Vera Mironova is a research fellow at Harvard University who is in touch with dozens of female residents of al-Hol. She said people who flee al-Hol usually go to Idlib in rebel-controlled northwest Syria. The Turkish involvement in this operation could consist of Turkish authorities allowing the Moldovan citizens to enter Turkey via the border with northeast Syria.

Al-Hol women "say you cannot just appear at the Turkish border,” Mironova told Al-Monitor. “You would never be able to do that without your home government asking Turkey to allow you.”

Other European governments have gotten their citizens home from the camp via Turkey, she said, pointing to Finland as an example.

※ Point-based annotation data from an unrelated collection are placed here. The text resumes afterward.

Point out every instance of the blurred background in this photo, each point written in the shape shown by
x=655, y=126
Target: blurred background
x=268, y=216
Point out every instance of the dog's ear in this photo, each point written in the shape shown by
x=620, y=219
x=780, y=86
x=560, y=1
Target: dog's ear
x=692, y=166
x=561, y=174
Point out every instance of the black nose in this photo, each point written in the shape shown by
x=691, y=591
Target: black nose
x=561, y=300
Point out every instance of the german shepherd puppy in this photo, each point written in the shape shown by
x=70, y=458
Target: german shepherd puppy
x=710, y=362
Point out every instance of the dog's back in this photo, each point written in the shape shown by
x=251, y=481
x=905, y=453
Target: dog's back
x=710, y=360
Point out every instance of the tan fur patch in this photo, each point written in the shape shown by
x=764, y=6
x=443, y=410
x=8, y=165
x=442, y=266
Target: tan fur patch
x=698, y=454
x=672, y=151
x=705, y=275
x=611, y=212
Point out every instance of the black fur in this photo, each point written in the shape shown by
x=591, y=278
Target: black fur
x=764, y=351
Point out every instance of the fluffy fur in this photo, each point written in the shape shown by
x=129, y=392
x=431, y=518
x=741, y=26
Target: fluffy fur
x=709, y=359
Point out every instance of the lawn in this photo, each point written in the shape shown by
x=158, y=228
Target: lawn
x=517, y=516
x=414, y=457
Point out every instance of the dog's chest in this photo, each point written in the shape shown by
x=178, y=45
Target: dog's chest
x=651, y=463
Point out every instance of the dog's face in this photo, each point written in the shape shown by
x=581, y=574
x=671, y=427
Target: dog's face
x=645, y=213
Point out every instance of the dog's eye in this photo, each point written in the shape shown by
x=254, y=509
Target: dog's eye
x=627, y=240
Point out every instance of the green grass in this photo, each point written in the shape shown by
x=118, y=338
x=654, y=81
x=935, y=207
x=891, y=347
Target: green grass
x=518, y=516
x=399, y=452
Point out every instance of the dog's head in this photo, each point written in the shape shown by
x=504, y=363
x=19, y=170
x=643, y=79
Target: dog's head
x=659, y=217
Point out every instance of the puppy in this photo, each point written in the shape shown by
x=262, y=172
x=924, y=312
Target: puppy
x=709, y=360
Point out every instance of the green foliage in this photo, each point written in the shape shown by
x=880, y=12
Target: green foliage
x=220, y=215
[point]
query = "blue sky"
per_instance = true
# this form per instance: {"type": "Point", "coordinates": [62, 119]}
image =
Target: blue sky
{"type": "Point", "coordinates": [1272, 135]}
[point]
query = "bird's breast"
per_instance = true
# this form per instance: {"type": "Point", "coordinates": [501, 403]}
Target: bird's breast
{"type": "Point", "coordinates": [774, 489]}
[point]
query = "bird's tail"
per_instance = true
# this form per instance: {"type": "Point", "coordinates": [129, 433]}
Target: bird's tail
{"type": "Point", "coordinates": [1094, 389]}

In a statement Friday, the autonomous administration said that Turkish intelligence has repeatedly sought to break IS-affiliated women and children out of al-Hol.

“We the Autonomous Administration of North and East Syria turn to the world to hold Turkey responsible for the escape and welcoming of Daesh organization members,” the statement read, using the Arabic-language acronym for IS.

The camp is guarded by the US-backed Syrian Democratic Forces (SDF), who are the main fighting force in northeast Syria. A chain link fence surrounds the area, which is in a desert region near the Iraqi border. There have been several escapes in recent months. The SDF and its international allies defeated IS territorially in 2019.

The SDF is in a state of conflict with Turkey, and Turkey attacked SDF territory in October.

Turkey has around 1,000 foreign IS suspects in its custody and wants to send hundreds of them back to their home countries. The government has stated its intention to extradite foreign IS fighters.